Giovanni c’era anche sessantanove anni fa, ne aveva quindici, e ricorda tutto come se fosse ieri. «Il mattino del 25 luglio arrivò la notizia dell’arresto di Mussolini – racconta – e subito i fratelli Cervi pensarono di organizzare una grande manifestazione per festeggiare. Ma il fascismo non lo permetteva, la gente da circa vent’anni non esprimeva più il suo parere e la sua volontà ». Bigi snocciola i ricordi come se li leggesse in un libro impresso nella memoria: «Allora i Cervi pensarono di preparare tanta pasta e di portarla in piazza, così tutti quelli che avevano fame, ed erano molti all’epoca, sarebbero andati e sarebbe stata una maniera per manifestare. Per farlo però – prosegue Giovanni – bisognava chiedere il permesso al consiglio che disse di sì, tranne il segretario, fascista, che obiettò che si doveva fare un’assemblea perché il burro e il formaggio con cui condire la pasta era di tutti i soci. Questo avrebbe significato aspettare tanti giorni. Anche per cucinare la pasta nel caseificio si doveva chiedere l’autorizzazione, Gelindo, il maggiore dei fratelli, disse che ci avrebbe pensato lui». 

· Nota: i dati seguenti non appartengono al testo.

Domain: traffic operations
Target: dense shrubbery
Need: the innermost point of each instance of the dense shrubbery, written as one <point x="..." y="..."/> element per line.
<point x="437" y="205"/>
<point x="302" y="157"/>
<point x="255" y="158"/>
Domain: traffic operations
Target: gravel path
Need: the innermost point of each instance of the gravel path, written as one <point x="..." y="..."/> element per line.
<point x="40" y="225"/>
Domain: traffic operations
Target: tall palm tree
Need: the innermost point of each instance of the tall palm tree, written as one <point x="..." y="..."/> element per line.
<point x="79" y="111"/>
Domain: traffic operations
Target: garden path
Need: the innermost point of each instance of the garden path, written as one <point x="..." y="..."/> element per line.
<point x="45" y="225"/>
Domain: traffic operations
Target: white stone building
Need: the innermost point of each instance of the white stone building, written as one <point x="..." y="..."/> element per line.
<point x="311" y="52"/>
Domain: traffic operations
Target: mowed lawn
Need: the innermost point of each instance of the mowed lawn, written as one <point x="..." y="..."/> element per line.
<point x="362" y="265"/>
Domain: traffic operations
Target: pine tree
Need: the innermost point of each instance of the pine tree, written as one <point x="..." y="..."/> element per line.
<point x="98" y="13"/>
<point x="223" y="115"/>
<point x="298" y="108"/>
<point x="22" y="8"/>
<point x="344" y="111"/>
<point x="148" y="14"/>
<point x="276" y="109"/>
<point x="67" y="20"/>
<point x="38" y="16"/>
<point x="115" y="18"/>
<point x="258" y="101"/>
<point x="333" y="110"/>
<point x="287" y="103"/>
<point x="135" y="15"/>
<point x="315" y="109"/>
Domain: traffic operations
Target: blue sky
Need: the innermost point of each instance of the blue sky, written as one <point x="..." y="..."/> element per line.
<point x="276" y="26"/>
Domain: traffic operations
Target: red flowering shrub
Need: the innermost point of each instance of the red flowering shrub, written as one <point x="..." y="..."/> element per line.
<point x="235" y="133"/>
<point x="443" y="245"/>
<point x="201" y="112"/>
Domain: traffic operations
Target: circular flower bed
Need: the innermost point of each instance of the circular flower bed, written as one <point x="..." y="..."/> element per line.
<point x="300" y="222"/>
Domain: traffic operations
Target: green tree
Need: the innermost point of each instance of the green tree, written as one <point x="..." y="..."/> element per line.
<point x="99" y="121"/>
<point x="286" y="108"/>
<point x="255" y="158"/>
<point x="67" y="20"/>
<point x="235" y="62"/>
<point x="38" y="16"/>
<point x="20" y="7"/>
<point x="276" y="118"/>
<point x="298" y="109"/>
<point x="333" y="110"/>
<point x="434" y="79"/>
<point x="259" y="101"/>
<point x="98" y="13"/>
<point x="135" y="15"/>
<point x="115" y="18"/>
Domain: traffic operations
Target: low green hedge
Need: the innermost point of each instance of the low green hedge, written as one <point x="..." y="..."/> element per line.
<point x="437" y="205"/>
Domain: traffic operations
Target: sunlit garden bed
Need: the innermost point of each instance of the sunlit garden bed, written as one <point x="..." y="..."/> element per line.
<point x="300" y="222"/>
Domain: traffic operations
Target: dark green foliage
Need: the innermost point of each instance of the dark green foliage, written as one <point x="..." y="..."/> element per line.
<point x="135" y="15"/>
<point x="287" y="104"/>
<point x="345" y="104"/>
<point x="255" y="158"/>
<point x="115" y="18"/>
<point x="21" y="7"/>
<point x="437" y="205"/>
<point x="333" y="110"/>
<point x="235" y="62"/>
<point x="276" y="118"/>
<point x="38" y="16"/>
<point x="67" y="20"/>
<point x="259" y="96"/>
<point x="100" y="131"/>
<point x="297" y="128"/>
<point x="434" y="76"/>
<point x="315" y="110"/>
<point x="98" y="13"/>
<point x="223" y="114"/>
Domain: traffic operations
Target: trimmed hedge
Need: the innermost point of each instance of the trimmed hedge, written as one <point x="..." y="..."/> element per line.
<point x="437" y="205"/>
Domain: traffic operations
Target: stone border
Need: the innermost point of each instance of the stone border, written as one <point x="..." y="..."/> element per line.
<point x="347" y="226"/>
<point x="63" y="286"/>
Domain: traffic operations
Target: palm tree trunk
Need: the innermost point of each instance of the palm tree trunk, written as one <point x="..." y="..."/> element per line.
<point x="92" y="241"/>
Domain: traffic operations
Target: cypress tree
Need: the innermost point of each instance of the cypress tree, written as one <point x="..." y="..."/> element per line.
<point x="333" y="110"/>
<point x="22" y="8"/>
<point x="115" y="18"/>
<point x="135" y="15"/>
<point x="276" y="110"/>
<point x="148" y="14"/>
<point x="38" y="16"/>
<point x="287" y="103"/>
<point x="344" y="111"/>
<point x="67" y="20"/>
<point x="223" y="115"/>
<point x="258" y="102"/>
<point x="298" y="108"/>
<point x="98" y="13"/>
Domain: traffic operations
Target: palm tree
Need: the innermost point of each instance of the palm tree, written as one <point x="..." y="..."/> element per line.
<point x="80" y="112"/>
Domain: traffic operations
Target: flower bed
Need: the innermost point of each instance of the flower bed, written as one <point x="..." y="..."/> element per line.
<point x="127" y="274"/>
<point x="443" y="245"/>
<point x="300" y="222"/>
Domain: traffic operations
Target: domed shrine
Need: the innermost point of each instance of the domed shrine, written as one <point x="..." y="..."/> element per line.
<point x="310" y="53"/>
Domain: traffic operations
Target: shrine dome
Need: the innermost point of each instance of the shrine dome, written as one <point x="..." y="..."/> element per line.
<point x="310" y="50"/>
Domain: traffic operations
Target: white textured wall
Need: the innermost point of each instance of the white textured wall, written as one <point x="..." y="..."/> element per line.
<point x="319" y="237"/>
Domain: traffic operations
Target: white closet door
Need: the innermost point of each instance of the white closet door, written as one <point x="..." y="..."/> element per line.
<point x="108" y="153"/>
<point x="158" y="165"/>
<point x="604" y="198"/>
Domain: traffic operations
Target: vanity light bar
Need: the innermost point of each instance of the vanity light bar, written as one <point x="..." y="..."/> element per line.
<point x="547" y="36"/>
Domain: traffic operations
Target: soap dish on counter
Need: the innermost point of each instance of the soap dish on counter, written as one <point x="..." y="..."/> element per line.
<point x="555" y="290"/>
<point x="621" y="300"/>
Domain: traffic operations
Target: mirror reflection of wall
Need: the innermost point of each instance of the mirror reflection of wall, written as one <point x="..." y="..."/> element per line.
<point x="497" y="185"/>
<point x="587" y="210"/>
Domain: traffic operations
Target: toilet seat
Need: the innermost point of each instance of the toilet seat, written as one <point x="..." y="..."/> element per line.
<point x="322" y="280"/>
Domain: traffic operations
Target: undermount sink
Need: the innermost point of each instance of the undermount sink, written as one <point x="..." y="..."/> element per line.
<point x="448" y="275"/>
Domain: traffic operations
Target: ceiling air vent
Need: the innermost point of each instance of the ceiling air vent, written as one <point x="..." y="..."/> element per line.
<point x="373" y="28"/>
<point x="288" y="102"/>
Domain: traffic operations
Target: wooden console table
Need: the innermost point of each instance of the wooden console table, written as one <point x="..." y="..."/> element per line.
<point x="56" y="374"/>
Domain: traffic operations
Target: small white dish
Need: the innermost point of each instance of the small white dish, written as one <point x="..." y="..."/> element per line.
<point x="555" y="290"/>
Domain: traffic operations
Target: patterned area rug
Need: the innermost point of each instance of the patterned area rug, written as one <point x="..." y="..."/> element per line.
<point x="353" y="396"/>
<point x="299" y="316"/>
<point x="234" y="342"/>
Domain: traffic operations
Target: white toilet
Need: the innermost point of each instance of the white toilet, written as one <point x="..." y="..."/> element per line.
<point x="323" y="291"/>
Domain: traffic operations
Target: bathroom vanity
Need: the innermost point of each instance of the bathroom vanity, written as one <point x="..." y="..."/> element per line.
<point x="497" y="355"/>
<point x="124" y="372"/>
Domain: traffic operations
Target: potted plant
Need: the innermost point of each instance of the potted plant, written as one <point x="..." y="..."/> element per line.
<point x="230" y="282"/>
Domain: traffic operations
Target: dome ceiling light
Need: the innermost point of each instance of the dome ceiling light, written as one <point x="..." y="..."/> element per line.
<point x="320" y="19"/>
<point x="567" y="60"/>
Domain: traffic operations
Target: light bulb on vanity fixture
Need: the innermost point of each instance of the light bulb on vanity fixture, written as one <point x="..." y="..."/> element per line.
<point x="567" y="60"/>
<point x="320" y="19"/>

E qui il racconto si mescola alla leggenda. «Prese la bici – continua Giovanni – e andò a parlare con il segretario. Gli chiese: la prepariamo o no questa pasta? O con le buone o con le cattive – avrebbe detto – e mostrò qualcosa di misterioso che aveva in un sacco che convinse il segretario ad accettare». Questo, spiega Giovanni, glielo ha raccontato una signora che lavorava al caseificio, ma non si è mai saputo cosa abbia mostrato Gelindo. «Per preparare i maccheroni servirono due quintali di farina – raccomnta ancora Giovanni -, ci volle tutta la notte del 25 e il giorno successivo. La pasta venne cucinata nel caseificio e Gelindo mi chiese di portarla in piazza con il carretto. A mezzogiorno andai a prendere due bidoni pieni, a distribuirla c’erano quattro signorine che poi diventarono tutte delle staffette partigiane. Venne tanta gente, tutto il paese, e fu l’occasione per buttare giù tutti gli stemmi del fascismo, le teste del duce e cancellare le scritte come credere, obbedire, combattere. Fu una grande manifestazione contro il fascismo e la guerra. Io ero antifascista – aggiunge Giovanni – dopo l’armistizio ho nascosto molti soldati e li ho riaccompagnati in bicicletta nei loro paesi. Campegine è stata sempre antifascista. Abitavo a due chilometri dalla casa dei Cervi, la mattina che si è sparsa la notizia che avevano preso tutti i fratelli ho visto il fumo che si alzava dalla casa che bruciava. C’era un progetto per farli scappare il 31 dicembre, approfittando della confusione di fine anno, ma il 27 fu ucciso il segretario del comune di Bagnolo in Piano e per rappresaglia presero tutti e sette i fratelli (che vennero fucilati dai fascisti il giorno dopo, ndr)». 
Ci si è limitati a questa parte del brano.